Lorsque la parole se fit plus libre, les crises diminuèrent. Le corps n’avait plus à dire seul. Éléna put alors formuler cette phrase simple mais essentielle : « Je sens que ma peau respire, même quand vous n’êtes pas là. » Une phrase de séparation apaisée — là où, auparavant, toute distance appelait la brûlure.
Conclusion : la peau comme mémoire du lien et promesse de symbolisation
La peau, dans sa fine épaisseur, garde la trace des liens qui nous ont constitués. Elle porte les empreintes des présences et des absences, des étreintes et des retraits. Dans les histoires où la fusion a longtemps tenu lieu d’existence, la séparation agit comme une déchirure qui traverse aussi bien le psychisme que la chair. Le corps devient alors le dépositaire d’un trop-plein d’affects que la parole ne parvient pas encore à contenir.
L’eczéma, dans sa vérité silencieuse, dit ce qui se joue à la frontière du dedans et du dehors : une lutte pour maintenir le contact tout en cherchant à s’en libérer. À travers la brûlure et la démangeaison, la peau tente d’inventer une limite nouvelle, un espace où le sujet puisse respirer sans disparaître.
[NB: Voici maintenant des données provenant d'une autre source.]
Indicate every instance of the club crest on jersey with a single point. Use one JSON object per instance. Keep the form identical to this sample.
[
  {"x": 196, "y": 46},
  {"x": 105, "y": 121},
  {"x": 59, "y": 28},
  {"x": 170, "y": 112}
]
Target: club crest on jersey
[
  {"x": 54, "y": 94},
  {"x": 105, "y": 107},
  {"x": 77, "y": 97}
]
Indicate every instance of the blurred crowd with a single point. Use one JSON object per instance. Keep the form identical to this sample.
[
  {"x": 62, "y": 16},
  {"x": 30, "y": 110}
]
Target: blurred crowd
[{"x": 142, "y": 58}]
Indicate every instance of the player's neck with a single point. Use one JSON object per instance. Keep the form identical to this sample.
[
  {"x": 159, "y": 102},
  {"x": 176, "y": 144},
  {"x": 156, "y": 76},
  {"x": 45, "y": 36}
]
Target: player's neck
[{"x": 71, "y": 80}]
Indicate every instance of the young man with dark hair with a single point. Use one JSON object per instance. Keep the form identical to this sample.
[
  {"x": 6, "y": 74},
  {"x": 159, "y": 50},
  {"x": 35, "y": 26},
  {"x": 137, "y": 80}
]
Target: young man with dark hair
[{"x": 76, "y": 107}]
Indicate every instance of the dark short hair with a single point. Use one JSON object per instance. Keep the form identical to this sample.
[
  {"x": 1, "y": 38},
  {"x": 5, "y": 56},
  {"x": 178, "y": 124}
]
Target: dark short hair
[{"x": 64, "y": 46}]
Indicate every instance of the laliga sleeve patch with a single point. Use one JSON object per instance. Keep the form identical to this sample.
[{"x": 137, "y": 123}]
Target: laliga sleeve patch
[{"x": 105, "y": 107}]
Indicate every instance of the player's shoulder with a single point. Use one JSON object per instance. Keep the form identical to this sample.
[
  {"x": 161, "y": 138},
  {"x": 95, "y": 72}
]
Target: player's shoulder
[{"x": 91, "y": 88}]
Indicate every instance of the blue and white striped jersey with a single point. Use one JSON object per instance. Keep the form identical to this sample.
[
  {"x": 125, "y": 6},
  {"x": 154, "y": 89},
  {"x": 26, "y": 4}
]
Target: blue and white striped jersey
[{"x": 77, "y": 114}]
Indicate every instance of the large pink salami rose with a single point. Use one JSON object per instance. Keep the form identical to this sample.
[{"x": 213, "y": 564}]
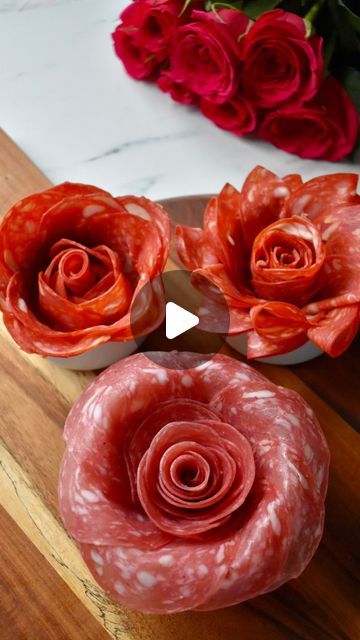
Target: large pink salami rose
[{"x": 192, "y": 488}]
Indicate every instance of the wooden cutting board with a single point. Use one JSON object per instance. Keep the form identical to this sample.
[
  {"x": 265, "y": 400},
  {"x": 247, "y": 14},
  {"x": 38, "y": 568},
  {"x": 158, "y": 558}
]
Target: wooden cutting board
[{"x": 46, "y": 590}]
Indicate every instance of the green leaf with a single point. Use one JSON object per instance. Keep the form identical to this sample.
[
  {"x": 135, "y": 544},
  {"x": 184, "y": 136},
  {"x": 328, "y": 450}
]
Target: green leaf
[
  {"x": 352, "y": 85},
  {"x": 353, "y": 18},
  {"x": 254, "y": 8},
  {"x": 347, "y": 35}
]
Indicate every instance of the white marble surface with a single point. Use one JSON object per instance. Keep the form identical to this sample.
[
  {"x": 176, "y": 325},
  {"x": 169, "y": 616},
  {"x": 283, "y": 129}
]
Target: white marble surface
[{"x": 66, "y": 100}]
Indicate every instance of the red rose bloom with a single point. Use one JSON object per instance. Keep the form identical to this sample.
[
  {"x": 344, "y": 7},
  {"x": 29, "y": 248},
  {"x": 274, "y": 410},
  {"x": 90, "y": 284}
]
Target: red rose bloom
[
  {"x": 142, "y": 39},
  {"x": 205, "y": 54},
  {"x": 326, "y": 128},
  {"x": 236, "y": 116},
  {"x": 281, "y": 64},
  {"x": 178, "y": 91}
]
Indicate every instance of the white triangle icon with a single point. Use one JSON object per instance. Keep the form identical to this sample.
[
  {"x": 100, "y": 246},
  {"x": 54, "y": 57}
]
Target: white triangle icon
[{"x": 178, "y": 320}]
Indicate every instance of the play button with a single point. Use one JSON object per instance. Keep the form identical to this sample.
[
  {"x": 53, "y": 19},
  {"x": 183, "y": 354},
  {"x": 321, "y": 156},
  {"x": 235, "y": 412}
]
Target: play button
[
  {"x": 178, "y": 320},
  {"x": 187, "y": 313}
]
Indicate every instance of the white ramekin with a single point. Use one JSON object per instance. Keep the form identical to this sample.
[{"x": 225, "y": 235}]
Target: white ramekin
[
  {"x": 308, "y": 351},
  {"x": 99, "y": 357}
]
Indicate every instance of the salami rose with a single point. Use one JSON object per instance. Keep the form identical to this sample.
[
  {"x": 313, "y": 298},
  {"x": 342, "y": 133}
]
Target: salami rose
[
  {"x": 72, "y": 260},
  {"x": 286, "y": 257},
  {"x": 178, "y": 492}
]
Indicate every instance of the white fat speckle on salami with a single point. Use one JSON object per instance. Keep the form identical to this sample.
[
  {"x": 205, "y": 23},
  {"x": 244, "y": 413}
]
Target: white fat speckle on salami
[{"x": 267, "y": 540}]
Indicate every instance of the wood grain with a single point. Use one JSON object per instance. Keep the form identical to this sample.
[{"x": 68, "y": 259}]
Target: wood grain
[{"x": 49, "y": 592}]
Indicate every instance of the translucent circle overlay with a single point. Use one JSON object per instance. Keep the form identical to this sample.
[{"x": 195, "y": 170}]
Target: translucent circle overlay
[{"x": 195, "y": 295}]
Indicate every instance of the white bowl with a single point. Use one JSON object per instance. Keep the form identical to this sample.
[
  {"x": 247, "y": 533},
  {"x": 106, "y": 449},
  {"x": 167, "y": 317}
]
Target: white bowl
[
  {"x": 99, "y": 357},
  {"x": 308, "y": 351}
]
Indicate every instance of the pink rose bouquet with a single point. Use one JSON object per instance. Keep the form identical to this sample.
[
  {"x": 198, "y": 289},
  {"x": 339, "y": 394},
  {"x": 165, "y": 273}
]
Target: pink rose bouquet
[{"x": 292, "y": 77}]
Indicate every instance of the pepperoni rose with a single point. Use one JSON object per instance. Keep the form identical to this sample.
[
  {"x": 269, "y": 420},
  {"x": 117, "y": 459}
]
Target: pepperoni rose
[
  {"x": 179, "y": 495},
  {"x": 286, "y": 257},
  {"x": 72, "y": 260}
]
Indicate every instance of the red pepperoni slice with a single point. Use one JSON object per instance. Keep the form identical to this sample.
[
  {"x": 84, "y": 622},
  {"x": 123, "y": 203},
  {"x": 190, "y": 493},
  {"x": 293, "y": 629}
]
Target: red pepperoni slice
[
  {"x": 179, "y": 494},
  {"x": 336, "y": 329}
]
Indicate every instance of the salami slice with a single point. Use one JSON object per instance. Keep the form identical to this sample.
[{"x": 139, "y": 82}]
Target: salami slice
[
  {"x": 319, "y": 194},
  {"x": 73, "y": 260},
  {"x": 192, "y": 488}
]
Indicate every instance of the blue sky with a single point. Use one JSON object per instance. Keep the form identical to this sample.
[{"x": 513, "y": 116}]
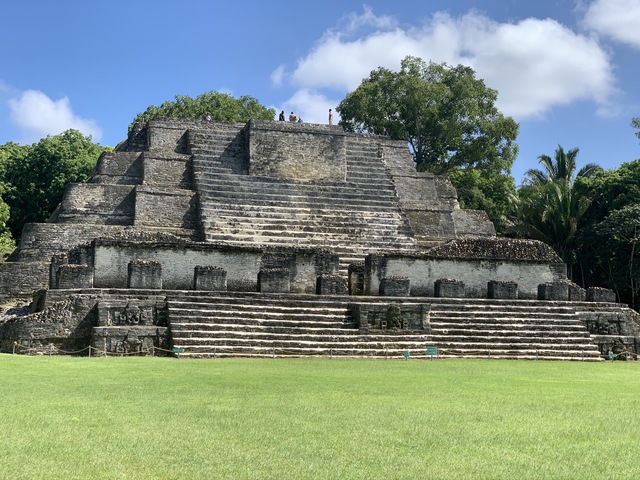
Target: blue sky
[{"x": 566, "y": 70}]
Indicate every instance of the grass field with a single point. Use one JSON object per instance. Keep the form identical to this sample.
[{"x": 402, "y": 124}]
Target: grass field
[{"x": 159, "y": 418}]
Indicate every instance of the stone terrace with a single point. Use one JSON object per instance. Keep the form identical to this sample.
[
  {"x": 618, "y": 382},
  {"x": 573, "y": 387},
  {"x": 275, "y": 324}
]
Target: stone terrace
[{"x": 302, "y": 205}]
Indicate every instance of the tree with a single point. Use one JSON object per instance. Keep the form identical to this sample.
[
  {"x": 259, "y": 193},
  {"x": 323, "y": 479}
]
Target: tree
[
  {"x": 220, "y": 106},
  {"x": 35, "y": 179},
  {"x": 614, "y": 246},
  {"x": 550, "y": 204},
  {"x": 635, "y": 123},
  {"x": 447, "y": 115},
  {"x": 607, "y": 251},
  {"x": 479, "y": 191}
]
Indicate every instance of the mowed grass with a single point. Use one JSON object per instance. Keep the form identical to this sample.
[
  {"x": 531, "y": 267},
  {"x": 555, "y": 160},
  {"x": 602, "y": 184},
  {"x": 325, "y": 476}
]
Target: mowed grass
[{"x": 160, "y": 418}]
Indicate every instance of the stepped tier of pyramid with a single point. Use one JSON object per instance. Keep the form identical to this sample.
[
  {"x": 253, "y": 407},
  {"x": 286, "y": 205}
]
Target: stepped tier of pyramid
[{"x": 211, "y": 239}]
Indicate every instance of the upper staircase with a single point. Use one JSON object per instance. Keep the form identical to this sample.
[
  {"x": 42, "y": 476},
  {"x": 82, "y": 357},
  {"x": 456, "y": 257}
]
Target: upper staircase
[{"x": 355, "y": 217}]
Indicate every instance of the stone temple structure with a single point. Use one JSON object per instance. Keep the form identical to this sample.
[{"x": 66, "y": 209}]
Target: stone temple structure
[{"x": 273, "y": 238}]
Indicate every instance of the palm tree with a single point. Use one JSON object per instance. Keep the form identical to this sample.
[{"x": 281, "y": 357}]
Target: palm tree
[{"x": 548, "y": 207}]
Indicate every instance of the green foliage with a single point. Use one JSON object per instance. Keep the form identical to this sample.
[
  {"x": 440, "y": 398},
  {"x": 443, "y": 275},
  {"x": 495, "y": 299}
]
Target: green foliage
[
  {"x": 221, "y": 106},
  {"x": 607, "y": 242},
  {"x": 447, "y": 115},
  {"x": 550, "y": 206},
  {"x": 35, "y": 177},
  {"x": 613, "y": 246},
  {"x": 151, "y": 418},
  {"x": 479, "y": 191}
]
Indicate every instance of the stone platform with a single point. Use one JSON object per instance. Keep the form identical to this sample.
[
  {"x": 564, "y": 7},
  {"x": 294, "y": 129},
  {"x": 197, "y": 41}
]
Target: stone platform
[{"x": 273, "y": 238}]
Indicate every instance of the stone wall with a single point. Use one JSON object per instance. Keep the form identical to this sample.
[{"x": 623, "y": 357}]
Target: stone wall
[
  {"x": 167, "y": 209},
  {"x": 179, "y": 261},
  {"x": 298, "y": 152},
  {"x": 118, "y": 168},
  {"x": 21, "y": 279},
  {"x": 96, "y": 203},
  {"x": 167, "y": 172},
  {"x": 430, "y": 202},
  {"x": 475, "y": 263}
]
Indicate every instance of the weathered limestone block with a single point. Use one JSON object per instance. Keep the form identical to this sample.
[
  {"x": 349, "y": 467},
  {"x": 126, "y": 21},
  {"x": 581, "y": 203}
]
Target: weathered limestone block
[
  {"x": 331, "y": 285},
  {"x": 144, "y": 274},
  {"x": 576, "y": 293},
  {"x": 448, "y": 288},
  {"x": 74, "y": 276},
  {"x": 395, "y": 286},
  {"x": 502, "y": 290},
  {"x": 356, "y": 279},
  {"x": 598, "y": 294},
  {"x": 555, "y": 291},
  {"x": 209, "y": 277},
  {"x": 302, "y": 152},
  {"x": 129, "y": 340},
  {"x": 274, "y": 280},
  {"x": 56, "y": 261}
]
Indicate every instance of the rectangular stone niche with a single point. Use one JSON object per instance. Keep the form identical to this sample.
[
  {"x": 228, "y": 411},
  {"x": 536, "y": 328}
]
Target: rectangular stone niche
[
  {"x": 356, "y": 279},
  {"x": 74, "y": 276},
  {"x": 599, "y": 294},
  {"x": 502, "y": 290},
  {"x": 146, "y": 274},
  {"x": 209, "y": 278},
  {"x": 448, "y": 288},
  {"x": 274, "y": 280},
  {"x": 395, "y": 286},
  {"x": 555, "y": 291}
]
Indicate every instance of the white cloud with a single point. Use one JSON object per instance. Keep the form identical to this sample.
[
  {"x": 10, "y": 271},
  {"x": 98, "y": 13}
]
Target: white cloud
[
  {"x": 618, "y": 19},
  {"x": 37, "y": 116},
  {"x": 534, "y": 64},
  {"x": 277, "y": 77},
  {"x": 312, "y": 106}
]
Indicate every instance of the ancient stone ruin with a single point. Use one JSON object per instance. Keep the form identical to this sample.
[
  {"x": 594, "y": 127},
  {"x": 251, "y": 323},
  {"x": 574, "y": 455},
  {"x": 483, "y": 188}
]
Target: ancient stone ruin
[{"x": 271, "y": 239}]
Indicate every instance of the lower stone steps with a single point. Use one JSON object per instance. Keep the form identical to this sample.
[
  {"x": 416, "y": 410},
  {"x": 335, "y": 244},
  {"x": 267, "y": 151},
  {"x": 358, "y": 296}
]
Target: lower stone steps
[{"x": 288, "y": 325}]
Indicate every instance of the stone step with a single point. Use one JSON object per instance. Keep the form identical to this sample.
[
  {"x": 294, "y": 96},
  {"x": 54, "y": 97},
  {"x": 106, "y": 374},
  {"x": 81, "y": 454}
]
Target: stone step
[
  {"x": 332, "y": 242},
  {"x": 261, "y": 304},
  {"x": 415, "y": 353},
  {"x": 384, "y": 233},
  {"x": 301, "y": 206},
  {"x": 190, "y": 329},
  {"x": 303, "y": 318},
  {"x": 563, "y": 338},
  {"x": 299, "y": 213},
  {"x": 376, "y": 194},
  {"x": 508, "y": 328},
  {"x": 482, "y": 316}
]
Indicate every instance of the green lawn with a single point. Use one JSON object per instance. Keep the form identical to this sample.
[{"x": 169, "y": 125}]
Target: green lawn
[{"x": 159, "y": 418}]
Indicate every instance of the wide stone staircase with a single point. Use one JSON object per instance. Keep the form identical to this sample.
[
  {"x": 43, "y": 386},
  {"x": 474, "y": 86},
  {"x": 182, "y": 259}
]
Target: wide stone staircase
[
  {"x": 511, "y": 329},
  {"x": 352, "y": 218},
  {"x": 259, "y": 325}
]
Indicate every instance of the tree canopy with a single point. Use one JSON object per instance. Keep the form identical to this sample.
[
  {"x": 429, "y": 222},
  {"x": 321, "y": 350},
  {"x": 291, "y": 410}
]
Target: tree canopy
[
  {"x": 34, "y": 177},
  {"x": 220, "y": 106},
  {"x": 447, "y": 115},
  {"x": 550, "y": 205},
  {"x": 635, "y": 123},
  {"x": 607, "y": 242}
]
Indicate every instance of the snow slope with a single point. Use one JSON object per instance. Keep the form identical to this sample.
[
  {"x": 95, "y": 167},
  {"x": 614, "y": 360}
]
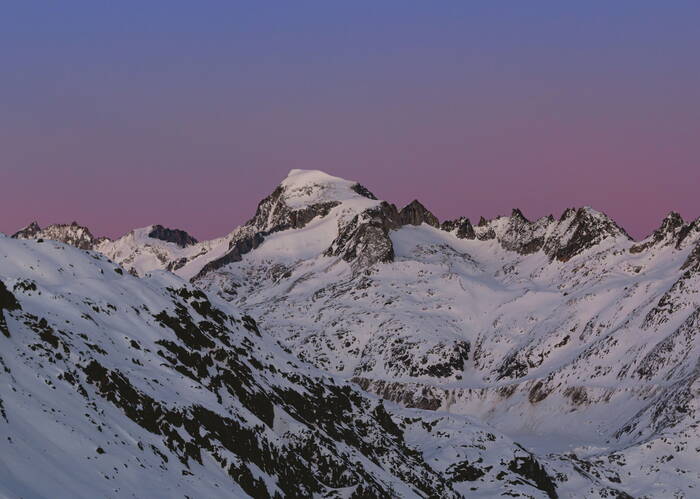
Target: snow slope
[{"x": 564, "y": 334}]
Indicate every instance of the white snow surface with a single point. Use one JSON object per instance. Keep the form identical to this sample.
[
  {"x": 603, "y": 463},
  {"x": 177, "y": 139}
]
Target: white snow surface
[{"x": 590, "y": 361}]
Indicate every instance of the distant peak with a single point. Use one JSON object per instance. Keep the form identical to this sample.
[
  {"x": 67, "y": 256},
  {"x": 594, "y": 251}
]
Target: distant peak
[
  {"x": 415, "y": 213},
  {"x": 517, "y": 214},
  {"x": 303, "y": 188}
]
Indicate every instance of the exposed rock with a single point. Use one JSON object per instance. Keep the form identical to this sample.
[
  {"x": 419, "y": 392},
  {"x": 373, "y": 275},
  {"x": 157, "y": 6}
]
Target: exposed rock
[
  {"x": 363, "y": 191},
  {"x": 580, "y": 230},
  {"x": 523, "y": 236},
  {"x": 415, "y": 213},
  {"x": 177, "y": 236},
  {"x": 73, "y": 234},
  {"x": 365, "y": 240}
]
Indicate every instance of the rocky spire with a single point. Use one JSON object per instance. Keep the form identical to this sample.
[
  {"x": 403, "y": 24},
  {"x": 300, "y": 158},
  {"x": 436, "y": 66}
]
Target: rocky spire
[
  {"x": 462, "y": 225},
  {"x": 579, "y": 230},
  {"x": 28, "y": 232},
  {"x": 415, "y": 213},
  {"x": 73, "y": 234}
]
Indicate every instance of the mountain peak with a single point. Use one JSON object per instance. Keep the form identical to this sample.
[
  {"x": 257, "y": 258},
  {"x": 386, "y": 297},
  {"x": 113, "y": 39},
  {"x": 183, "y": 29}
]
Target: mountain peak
[
  {"x": 28, "y": 232},
  {"x": 73, "y": 234},
  {"x": 177, "y": 236},
  {"x": 415, "y": 213},
  {"x": 304, "y": 188}
]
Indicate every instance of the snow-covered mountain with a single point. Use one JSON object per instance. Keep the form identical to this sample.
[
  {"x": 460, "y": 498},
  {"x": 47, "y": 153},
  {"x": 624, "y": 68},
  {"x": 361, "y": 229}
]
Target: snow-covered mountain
[
  {"x": 562, "y": 333},
  {"x": 118, "y": 386}
]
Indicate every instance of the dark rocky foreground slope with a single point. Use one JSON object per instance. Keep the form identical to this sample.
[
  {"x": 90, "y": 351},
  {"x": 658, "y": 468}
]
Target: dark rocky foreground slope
[{"x": 116, "y": 386}]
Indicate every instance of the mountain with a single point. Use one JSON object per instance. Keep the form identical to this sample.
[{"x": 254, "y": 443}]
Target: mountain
[
  {"x": 117, "y": 386},
  {"x": 73, "y": 234},
  {"x": 562, "y": 333}
]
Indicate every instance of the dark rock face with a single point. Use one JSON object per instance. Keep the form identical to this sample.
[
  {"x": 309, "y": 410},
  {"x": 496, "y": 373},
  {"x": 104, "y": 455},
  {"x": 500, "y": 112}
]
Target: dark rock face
[
  {"x": 523, "y": 236},
  {"x": 668, "y": 231},
  {"x": 177, "y": 236},
  {"x": 587, "y": 230},
  {"x": 363, "y": 191},
  {"x": 415, "y": 213},
  {"x": 531, "y": 469},
  {"x": 365, "y": 239},
  {"x": 238, "y": 247},
  {"x": 29, "y": 232},
  {"x": 274, "y": 215},
  {"x": 7, "y": 302},
  {"x": 407, "y": 395},
  {"x": 464, "y": 227},
  {"x": 73, "y": 234},
  {"x": 340, "y": 430}
]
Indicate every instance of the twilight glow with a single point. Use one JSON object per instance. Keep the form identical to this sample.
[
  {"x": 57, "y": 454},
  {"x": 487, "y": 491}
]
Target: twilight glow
[{"x": 125, "y": 114}]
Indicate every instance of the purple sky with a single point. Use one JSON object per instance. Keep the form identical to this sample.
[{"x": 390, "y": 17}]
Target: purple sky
[{"x": 187, "y": 114}]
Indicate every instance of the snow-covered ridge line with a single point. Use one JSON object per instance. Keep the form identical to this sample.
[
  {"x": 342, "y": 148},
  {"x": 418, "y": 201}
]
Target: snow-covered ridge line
[{"x": 148, "y": 387}]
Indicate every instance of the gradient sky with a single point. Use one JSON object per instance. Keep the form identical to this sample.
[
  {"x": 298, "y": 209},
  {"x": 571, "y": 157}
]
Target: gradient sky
[{"x": 123, "y": 114}]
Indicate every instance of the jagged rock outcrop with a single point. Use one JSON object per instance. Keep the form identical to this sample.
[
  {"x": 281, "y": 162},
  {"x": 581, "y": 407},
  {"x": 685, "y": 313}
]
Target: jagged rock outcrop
[
  {"x": 415, "y": 213},
  {"x": 579, "y": 230},
  {"x": 177, "y": 236},
  {"x": 73, "y": 234},
  {"x": 523, "y": 236},
  {"x": 364, "y": 240},
  {"x": 463, "y": 226}
]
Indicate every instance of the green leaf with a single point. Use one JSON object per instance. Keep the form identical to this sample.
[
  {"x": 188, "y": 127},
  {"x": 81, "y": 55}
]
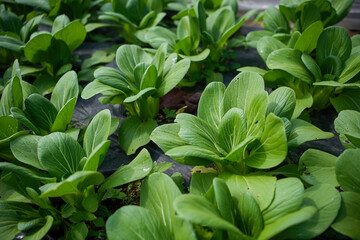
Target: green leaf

Le Moi-peau d’Anzieu, le holding de Winnicott, la contenance de Bion se répondent pour éclairer ce mouvement : le corps parle là où la pensée échoue, et c’est à travers la relation analytique qu’une autre enveloppe, symbolique cette fois, peut se reconstituer.
Ainsi, l’eczéma n’est pas seulement un symptôme à apaiser, mais une tentative du corps pour penser la séparation. Il rappelle que la peau n’est pas qu’une frontière : elle est mémoire du lien, cicatrice du manque, et promesse d’un nouveau souffle psychique.
Références bibliographiques
- Anzieu, D. (1985). Le Moi-peau. Paris : Dunod.
- Bion, W. R. (1962). Learning from Experience. London : Heinemann.
- Freud, S. (1923). Le Moi et le Ça. In Essais de psychanalyse. Paris : Payot.
- Winnicott, D. W. (1958). De la pédiatrie à la psychanalyse. Paris : Payot.
- Marty, P. (1990). L’ordre psychosomatique. Paris : PUF.